1. G1 phase is the phase before DNA synthesis starts. The G1 checkpoint ensures DNA is not damaged before replication.
2. If DNA is damaged, this triggers expression of p53 gene which stops cell from entering S-phase of the cycle.
3. Allows DNA repair to take place by up-regulation of DNA repair enzymes.
NOTE: view cell cycle diagram on notes!
How does p53 stop the cell cycle?
1. p53 stops cell cycle by causing transcription of cyclin dependent kinase inhibitor called p21
2. p21 blocks the CDK4/Cyclin D complex. These complexes drive the cell cycle.
What occurs if DNA damage is very severe?
1. If DNA damage is severe that it cannot be repaired, p53 can:
- Stop the cycle
- Cause cell senescence
- Trigger apoptosis.
2. Apoptosis is triggered by up-regulating BAX.
3. BAX disrupts BCL2 protein which causes cytochrome c to leak from mitochondria triggering apoptosis.
4. BCL2 normally stabilises the mitochondrial membrane blocking release of cytochrome c.
Li-Fraumeni syndrome
- Caused by inherited mutations of TP53.
- A rare autosomal disorder characterised by increased risk of developing a number of cancer.
- 50% of people w/ LFS develop cancer by age 40.
Explain the gene’s BRACA1 & BRACA2 function and the disease it causes.
- BRACA1 & BRACA2
- BRCA = BReast CAncer gene
- Everyone has these genes - they stop our cells from growing uncontrollably.
- A mutation in either gene means cells can grow out of control.
Inheritance of faulty versions of these genes have increased risk of developing:
- Breast, ovarian, prostate & pancreatic cancers
What is the normal role of apoptosis regulators?

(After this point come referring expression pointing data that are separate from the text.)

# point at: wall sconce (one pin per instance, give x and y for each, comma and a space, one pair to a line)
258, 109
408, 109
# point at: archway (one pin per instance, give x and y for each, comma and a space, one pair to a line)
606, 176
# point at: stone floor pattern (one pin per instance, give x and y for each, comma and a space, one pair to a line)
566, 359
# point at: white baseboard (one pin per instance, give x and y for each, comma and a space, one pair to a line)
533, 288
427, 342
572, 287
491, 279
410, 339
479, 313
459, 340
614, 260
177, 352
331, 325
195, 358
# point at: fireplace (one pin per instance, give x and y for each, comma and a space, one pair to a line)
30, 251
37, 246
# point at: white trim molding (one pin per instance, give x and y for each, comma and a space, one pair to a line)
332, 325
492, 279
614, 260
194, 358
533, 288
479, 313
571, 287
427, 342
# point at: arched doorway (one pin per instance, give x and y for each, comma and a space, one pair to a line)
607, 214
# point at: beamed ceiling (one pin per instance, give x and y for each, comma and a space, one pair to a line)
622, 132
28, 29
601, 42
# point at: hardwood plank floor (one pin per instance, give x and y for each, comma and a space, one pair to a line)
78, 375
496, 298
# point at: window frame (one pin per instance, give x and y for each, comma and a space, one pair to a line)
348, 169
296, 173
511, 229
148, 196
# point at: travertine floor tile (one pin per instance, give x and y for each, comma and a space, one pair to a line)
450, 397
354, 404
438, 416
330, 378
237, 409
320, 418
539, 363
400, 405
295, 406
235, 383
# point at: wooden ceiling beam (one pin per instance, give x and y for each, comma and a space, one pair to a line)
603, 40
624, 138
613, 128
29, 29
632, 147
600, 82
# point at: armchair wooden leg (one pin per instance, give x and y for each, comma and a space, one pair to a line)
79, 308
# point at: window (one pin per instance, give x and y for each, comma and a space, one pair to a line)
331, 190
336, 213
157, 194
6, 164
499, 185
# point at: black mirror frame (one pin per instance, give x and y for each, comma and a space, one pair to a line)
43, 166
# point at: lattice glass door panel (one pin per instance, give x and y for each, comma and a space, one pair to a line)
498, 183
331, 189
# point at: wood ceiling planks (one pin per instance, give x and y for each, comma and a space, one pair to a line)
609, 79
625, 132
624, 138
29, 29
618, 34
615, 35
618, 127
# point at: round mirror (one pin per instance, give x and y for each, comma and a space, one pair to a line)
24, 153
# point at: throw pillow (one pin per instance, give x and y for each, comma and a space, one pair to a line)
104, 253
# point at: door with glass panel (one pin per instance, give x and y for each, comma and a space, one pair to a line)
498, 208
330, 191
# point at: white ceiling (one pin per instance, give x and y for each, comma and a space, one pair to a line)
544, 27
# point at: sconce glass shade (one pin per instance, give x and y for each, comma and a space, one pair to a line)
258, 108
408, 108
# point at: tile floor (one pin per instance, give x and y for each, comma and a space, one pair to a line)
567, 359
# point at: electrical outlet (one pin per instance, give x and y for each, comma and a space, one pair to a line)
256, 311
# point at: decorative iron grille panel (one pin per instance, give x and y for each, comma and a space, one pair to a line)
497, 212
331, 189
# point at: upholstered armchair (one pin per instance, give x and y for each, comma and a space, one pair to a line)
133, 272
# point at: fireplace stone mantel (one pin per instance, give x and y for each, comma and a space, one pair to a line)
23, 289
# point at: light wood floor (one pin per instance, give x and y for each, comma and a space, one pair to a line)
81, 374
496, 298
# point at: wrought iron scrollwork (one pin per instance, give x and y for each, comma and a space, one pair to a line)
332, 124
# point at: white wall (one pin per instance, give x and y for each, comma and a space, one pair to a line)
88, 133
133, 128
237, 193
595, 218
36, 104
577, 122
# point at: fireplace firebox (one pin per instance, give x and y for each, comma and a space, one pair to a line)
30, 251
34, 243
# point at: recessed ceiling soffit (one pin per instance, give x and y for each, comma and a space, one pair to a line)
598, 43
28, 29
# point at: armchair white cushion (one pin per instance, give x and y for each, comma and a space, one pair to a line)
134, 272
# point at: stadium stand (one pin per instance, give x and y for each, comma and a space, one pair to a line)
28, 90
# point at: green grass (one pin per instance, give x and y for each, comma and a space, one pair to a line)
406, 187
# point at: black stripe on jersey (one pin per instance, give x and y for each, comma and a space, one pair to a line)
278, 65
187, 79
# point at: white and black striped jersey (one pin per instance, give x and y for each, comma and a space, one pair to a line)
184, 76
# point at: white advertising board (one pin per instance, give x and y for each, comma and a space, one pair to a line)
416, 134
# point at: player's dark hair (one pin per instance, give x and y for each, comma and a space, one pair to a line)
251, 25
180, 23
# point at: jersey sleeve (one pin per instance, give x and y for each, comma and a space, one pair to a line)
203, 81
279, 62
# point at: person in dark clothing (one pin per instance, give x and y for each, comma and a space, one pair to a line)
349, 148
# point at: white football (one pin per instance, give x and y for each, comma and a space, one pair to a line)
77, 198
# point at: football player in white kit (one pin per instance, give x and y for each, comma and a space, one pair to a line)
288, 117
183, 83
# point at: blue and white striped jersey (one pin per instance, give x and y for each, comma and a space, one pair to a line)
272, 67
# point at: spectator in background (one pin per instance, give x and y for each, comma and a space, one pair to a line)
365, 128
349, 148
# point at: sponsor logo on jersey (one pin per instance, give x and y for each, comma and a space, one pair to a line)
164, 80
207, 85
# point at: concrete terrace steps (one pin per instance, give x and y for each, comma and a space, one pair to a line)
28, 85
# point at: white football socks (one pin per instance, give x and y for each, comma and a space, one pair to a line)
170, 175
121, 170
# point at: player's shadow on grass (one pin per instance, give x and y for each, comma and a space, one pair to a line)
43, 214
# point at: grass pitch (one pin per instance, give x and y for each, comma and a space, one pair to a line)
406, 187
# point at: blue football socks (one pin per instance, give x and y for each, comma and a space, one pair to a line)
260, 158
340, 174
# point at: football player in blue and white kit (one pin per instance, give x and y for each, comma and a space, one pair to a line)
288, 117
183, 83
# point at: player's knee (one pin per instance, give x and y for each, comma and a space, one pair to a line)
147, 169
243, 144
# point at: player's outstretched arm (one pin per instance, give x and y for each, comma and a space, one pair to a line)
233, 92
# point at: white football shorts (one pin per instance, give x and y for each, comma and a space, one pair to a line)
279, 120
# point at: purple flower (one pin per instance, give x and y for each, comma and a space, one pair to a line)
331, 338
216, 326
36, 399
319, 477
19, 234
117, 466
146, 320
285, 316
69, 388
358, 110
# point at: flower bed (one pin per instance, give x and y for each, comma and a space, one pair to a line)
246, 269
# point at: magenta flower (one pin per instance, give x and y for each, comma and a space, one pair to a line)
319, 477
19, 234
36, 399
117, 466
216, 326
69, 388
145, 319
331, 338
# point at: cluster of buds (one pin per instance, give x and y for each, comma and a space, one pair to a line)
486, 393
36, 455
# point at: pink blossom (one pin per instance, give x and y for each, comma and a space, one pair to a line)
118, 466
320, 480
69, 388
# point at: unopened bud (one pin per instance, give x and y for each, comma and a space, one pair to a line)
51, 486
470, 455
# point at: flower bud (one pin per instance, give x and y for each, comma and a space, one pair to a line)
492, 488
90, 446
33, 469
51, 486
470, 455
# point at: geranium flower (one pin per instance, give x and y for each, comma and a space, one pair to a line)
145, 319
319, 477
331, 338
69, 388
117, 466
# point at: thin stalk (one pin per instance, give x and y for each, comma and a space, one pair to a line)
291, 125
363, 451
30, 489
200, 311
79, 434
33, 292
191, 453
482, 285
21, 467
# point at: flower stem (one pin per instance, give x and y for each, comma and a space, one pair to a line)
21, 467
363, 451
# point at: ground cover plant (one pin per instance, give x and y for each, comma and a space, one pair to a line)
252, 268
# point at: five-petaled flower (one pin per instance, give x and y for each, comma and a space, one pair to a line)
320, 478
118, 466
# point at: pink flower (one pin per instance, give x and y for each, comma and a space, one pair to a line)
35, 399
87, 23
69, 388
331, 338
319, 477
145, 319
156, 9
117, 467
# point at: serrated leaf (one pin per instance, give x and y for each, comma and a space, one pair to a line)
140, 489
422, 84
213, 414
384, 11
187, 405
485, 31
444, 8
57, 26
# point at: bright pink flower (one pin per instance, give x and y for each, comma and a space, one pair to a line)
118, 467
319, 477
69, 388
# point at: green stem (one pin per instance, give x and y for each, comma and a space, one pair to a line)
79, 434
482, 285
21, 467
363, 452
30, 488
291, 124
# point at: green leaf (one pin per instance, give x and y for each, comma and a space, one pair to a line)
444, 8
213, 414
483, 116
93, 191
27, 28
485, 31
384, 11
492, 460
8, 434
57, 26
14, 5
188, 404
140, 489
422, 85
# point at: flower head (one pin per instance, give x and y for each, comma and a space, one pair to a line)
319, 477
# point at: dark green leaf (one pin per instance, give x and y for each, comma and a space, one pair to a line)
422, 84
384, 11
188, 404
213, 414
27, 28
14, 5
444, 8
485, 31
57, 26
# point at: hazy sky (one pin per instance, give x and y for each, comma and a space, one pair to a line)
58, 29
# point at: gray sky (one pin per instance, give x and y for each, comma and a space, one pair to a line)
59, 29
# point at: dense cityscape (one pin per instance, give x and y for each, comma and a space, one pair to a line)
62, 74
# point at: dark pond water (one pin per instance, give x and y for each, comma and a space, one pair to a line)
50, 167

- Stop normal cells from dying
- Promote cell death in mutated cells whose DNA cannot be repaired.
How does apoptosis occur?
- BCL2 prevents apoptosis by stabilising mitochondrial membrane & by blocking the release of cytochrome C
- If BCL2 is disrupted, cytochrome c is released from mitochondria triggering apoptosis.
What happens when BCL2 is over-expressed?
- BCL2 is over-expressed in a form of lymphoma called follicular lymphoma
Lymphoma= malignant tumour of lymphocytes.
- Follicular lymphoma has translocation between chromosomes 14 & 18
- Moves BCL2 gene from chromosome 18 to the Ig heavy chain locus on chromosome 14 causing increased BCL2 production.
- This causes enhanced stabilisation of the mitochondrial membrane preventing apoptosis & allowing malignant lymphocytes to become immortal
NOTE: Patients w/ lymphoma present w/ enlarged rubbery lymph nodes
What occurs in normal cell growth?
- Signal molecules e.g. growth factors, steroid hormones or cell-to-cell interactions regulate the behaviour of normal cells.
- Signals exist for differentiation, cell growth & division, & cell death
- Cells usually need multiple signals
. - If deprived of signals, most cells undergo apoptosis
NOTE: view notes for diagram
What occurs in cancer cell growth?
- Immortilisation - indefinite growth due to their own ability to sustain division.
- Transformation - tumour cells become resistant to anti-growth signals
- Metastasis & Invasion: ability to invade normal tissue & into the underlying basement membrane of the tissue of origin, & other organs to establish new colonies.